Env. variable Default Description
YENTE_INDEX_URL http://index:9200 The URL of your search index provider backend.
YENTE_INDEX_USERNAME - Username for the search provider. Required if connection using Elastic Cloud.
YENTE_INDEX_PASSWORD - Elasticsearch password. Required if connection using Elastic Cloud.
YENTE_INDEX_NAME yente The prefix name that will be used for the search index.
YENTE_INDEX_TYPE elasticsearch Should be one of elasticsearch or opensearch, depending on what provider you use.
YENTE_ELASTICSEARCH_CLOUD_ID - If you are using Elastic Cloud and want to use the ID rather than endpoint URL.
YENTE_OPENSEARCH_REGION - Specifies your region if you are using AWS hosted OpenSearch.
YENTE_OPENSEARCH_SERVICE - Should be aoss if you are using Amazon OpenSearch Serverless Service and es if you are using the default Amazon OpenSearch Service.

Managing data updates

Yente features various configuration options related to data refresh and re-indexing. See [Managing data updates][reindex.md].

Other settings

Env. variable Default Description
YENTE_UPDATE_TOKEN unsafe-default Should be set to a secret string. The token is used with a POST request to the /updatez endpoint to force an immediate re-indexing of the data.
YENTE_HTTP_PROXY - Set a proxy for Yentes outgoing HTTP requests.
YENTE_MAX_BATCH 100 How many entities to accept in a /match batch at most.
YENTE_MATCH_PAGE 5 How many results to return per /match query by default.
YENTE_MAX_MATCHES 500 How many results to return per /match query at most.
YENTE_MATCH_CANDIDATES 10 How many candidates to retrieve from the search as a multiplier of the /match limit.
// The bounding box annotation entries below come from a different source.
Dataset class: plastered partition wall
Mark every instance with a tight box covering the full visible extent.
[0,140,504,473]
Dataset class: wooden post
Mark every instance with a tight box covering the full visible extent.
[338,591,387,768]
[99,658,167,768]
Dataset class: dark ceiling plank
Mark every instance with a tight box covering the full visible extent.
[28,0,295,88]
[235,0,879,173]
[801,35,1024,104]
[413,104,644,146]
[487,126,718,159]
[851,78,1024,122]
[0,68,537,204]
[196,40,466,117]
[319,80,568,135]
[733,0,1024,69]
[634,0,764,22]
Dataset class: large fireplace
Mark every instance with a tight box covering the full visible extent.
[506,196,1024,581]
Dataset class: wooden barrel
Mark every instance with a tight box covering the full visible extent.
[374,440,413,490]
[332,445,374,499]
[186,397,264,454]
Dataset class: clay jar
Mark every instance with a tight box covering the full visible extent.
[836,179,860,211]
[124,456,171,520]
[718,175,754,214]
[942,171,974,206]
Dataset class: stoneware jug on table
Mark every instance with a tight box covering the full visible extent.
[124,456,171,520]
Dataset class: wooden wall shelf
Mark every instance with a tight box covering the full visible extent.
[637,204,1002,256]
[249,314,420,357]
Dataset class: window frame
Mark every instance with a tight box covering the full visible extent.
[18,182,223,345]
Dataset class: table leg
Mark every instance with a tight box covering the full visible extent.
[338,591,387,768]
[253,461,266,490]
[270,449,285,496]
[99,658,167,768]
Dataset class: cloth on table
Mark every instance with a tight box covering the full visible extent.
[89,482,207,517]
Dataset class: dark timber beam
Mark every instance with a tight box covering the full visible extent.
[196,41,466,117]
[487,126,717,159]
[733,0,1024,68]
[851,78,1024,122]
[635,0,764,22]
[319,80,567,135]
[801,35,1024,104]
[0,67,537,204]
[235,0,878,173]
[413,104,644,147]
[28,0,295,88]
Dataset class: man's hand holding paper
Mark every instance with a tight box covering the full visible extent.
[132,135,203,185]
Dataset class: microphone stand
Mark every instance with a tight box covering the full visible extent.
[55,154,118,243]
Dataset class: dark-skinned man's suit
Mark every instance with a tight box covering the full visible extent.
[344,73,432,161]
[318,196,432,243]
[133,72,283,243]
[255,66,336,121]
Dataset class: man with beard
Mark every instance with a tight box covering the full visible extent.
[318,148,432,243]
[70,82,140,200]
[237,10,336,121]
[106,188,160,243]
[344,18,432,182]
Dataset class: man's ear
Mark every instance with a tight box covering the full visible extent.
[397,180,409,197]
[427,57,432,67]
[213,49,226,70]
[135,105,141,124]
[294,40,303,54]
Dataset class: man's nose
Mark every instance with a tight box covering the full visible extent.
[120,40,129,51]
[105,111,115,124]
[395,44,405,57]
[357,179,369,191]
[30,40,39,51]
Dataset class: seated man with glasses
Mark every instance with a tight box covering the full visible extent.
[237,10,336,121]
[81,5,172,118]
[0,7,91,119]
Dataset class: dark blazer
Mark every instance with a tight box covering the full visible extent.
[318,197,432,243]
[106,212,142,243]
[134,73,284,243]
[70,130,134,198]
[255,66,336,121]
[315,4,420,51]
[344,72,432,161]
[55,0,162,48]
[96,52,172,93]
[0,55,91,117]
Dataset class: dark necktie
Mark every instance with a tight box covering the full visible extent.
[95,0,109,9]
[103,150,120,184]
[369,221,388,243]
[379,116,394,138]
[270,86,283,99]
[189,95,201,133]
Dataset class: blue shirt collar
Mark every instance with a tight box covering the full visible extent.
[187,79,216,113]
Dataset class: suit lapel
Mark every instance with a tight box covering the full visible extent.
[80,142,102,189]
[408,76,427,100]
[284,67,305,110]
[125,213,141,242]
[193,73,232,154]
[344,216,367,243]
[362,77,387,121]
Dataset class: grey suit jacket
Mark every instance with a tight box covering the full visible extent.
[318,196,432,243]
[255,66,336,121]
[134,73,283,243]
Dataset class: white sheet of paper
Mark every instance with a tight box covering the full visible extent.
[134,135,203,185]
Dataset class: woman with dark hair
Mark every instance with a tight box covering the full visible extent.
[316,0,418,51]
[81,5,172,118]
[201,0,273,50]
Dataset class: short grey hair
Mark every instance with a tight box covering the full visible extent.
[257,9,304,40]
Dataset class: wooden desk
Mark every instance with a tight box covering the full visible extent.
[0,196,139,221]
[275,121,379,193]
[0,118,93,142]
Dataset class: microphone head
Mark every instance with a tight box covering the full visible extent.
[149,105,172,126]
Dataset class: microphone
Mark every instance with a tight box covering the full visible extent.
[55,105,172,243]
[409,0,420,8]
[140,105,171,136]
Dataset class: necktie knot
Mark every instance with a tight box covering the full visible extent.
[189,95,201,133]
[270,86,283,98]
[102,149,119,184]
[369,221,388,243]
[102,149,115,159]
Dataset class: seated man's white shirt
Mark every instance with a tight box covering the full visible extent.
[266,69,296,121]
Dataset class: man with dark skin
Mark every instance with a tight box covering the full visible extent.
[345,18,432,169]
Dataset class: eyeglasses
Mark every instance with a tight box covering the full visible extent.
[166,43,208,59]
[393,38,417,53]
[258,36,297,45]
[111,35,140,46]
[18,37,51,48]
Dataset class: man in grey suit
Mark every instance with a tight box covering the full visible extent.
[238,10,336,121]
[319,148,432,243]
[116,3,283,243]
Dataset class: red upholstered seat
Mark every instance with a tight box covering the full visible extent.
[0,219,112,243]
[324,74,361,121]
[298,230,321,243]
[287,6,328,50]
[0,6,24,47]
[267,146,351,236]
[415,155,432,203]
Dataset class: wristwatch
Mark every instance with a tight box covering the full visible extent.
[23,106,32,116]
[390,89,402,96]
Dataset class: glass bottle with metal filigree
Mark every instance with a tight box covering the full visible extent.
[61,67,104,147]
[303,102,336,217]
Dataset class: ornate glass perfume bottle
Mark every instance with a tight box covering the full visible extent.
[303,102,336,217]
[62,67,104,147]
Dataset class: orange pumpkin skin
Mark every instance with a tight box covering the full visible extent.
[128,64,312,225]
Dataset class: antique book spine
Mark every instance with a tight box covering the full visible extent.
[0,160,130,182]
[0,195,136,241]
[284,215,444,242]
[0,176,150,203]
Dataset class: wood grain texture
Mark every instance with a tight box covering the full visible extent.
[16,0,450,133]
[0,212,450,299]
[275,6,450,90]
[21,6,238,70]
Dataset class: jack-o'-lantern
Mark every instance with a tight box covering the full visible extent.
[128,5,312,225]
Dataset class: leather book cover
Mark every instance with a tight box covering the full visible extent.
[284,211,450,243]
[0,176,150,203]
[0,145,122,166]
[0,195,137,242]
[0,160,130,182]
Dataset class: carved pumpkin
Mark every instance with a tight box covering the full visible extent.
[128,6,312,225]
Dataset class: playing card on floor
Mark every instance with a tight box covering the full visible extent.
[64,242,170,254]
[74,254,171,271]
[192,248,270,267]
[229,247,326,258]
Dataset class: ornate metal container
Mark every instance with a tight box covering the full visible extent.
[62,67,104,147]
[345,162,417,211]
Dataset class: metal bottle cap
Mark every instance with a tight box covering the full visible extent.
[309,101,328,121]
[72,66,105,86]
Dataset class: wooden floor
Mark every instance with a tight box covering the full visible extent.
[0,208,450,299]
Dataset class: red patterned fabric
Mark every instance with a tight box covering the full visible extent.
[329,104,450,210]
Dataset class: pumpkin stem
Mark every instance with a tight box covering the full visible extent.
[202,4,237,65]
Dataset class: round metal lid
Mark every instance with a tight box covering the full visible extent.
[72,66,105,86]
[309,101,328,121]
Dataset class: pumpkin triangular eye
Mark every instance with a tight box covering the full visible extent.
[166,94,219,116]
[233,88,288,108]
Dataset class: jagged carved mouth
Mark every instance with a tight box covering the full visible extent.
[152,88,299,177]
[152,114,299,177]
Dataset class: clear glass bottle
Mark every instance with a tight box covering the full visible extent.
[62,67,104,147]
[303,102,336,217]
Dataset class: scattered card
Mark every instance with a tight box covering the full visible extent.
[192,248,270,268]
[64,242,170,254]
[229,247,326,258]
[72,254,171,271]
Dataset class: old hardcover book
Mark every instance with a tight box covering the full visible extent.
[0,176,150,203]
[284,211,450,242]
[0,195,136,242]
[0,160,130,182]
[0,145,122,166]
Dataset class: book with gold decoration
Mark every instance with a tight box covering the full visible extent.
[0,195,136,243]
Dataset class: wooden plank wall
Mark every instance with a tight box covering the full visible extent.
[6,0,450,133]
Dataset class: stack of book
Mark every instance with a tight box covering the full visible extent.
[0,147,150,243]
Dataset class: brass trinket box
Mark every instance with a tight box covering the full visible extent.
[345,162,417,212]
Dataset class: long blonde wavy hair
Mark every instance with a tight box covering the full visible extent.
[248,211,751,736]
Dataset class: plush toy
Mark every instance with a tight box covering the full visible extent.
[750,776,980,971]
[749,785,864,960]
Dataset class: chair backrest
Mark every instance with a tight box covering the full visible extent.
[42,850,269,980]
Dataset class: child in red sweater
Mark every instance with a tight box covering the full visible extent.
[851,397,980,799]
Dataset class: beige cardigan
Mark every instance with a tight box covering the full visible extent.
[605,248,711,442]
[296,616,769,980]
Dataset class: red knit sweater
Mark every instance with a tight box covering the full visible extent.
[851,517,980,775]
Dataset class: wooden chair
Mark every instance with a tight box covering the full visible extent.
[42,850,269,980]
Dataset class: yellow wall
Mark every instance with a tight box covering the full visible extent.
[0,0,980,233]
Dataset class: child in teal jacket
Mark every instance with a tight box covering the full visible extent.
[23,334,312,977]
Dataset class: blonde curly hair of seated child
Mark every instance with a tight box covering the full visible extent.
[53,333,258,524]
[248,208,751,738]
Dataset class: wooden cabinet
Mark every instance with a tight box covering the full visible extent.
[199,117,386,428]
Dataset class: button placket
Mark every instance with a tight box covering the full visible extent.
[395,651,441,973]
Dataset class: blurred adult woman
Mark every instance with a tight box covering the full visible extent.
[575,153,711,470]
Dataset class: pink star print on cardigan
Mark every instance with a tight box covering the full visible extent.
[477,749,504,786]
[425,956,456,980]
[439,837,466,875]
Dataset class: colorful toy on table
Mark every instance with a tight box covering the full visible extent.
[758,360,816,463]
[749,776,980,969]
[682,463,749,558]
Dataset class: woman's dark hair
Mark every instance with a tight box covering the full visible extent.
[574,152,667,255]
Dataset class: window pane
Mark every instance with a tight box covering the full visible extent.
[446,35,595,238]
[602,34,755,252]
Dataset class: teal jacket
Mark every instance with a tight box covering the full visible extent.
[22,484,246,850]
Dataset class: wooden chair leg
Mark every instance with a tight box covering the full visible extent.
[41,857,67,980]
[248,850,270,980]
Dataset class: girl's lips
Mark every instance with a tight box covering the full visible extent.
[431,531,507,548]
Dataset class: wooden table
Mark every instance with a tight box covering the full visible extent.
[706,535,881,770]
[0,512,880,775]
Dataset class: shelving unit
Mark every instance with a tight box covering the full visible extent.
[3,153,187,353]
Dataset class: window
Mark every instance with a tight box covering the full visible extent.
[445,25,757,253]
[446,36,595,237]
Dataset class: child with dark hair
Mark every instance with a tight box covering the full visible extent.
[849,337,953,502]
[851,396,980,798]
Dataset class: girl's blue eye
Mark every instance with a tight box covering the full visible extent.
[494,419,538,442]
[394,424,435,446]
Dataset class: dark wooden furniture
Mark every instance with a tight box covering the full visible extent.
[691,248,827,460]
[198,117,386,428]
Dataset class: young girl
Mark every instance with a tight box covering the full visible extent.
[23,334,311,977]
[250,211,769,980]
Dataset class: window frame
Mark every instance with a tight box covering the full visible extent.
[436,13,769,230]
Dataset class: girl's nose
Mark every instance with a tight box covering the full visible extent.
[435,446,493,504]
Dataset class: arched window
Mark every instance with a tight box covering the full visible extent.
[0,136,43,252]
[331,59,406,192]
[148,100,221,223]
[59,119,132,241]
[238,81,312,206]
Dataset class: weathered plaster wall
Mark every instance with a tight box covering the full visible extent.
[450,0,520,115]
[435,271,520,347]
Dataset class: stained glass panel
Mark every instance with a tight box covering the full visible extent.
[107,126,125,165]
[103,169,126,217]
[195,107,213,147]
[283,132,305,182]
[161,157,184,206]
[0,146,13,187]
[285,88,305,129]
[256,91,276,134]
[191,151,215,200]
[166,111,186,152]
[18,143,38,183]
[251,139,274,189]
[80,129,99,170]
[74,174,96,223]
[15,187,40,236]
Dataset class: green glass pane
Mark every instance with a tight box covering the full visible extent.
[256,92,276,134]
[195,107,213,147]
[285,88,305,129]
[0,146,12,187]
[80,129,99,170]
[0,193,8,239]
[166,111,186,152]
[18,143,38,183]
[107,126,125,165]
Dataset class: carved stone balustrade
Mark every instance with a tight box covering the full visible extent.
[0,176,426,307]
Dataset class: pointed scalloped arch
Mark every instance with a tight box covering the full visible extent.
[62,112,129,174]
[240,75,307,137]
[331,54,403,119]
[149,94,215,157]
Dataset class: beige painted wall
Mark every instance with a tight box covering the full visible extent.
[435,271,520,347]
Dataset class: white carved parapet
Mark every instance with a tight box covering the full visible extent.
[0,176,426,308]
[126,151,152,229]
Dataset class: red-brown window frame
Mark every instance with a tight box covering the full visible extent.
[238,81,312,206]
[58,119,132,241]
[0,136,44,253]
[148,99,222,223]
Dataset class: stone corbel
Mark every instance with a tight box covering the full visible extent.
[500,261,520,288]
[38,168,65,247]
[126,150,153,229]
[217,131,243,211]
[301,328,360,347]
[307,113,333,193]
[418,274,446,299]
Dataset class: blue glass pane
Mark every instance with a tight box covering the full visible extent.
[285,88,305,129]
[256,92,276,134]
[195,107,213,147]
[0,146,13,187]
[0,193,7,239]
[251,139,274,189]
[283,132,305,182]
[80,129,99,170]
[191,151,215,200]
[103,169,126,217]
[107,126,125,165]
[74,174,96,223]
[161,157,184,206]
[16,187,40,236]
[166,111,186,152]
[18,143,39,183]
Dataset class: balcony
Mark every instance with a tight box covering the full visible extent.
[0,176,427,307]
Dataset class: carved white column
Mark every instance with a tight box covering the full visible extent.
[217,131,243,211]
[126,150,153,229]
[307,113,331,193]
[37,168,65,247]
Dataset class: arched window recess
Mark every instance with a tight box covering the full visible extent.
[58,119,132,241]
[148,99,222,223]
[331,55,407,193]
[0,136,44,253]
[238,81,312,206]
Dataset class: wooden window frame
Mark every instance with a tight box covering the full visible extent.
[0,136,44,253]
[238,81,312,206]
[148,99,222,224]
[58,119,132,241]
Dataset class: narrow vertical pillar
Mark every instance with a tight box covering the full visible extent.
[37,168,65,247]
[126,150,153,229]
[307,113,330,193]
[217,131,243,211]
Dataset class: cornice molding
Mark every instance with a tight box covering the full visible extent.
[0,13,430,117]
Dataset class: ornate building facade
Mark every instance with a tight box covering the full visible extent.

Note that increasing this parameter will also increase query cost, as each of these candidates scored after retrieval from the index.
YENTE_MATCH_FUZZY true Whether to run expensive Levenshtein queries inside ElasticSearch.
YENTE_QUERY_CONCURRENCY 10 How many match and search queries to run against ES in parallel.
YENTE_DELTA_UPDATES true When set to false Yente will download the entire dataset when refreshing the index.
YENTE_STREAM_LOAD true If set to false, will download the full data before indexing it. This can improve the stability of the indexer, especially when the network connection is a bit sketchy, but requires some local disk cache space.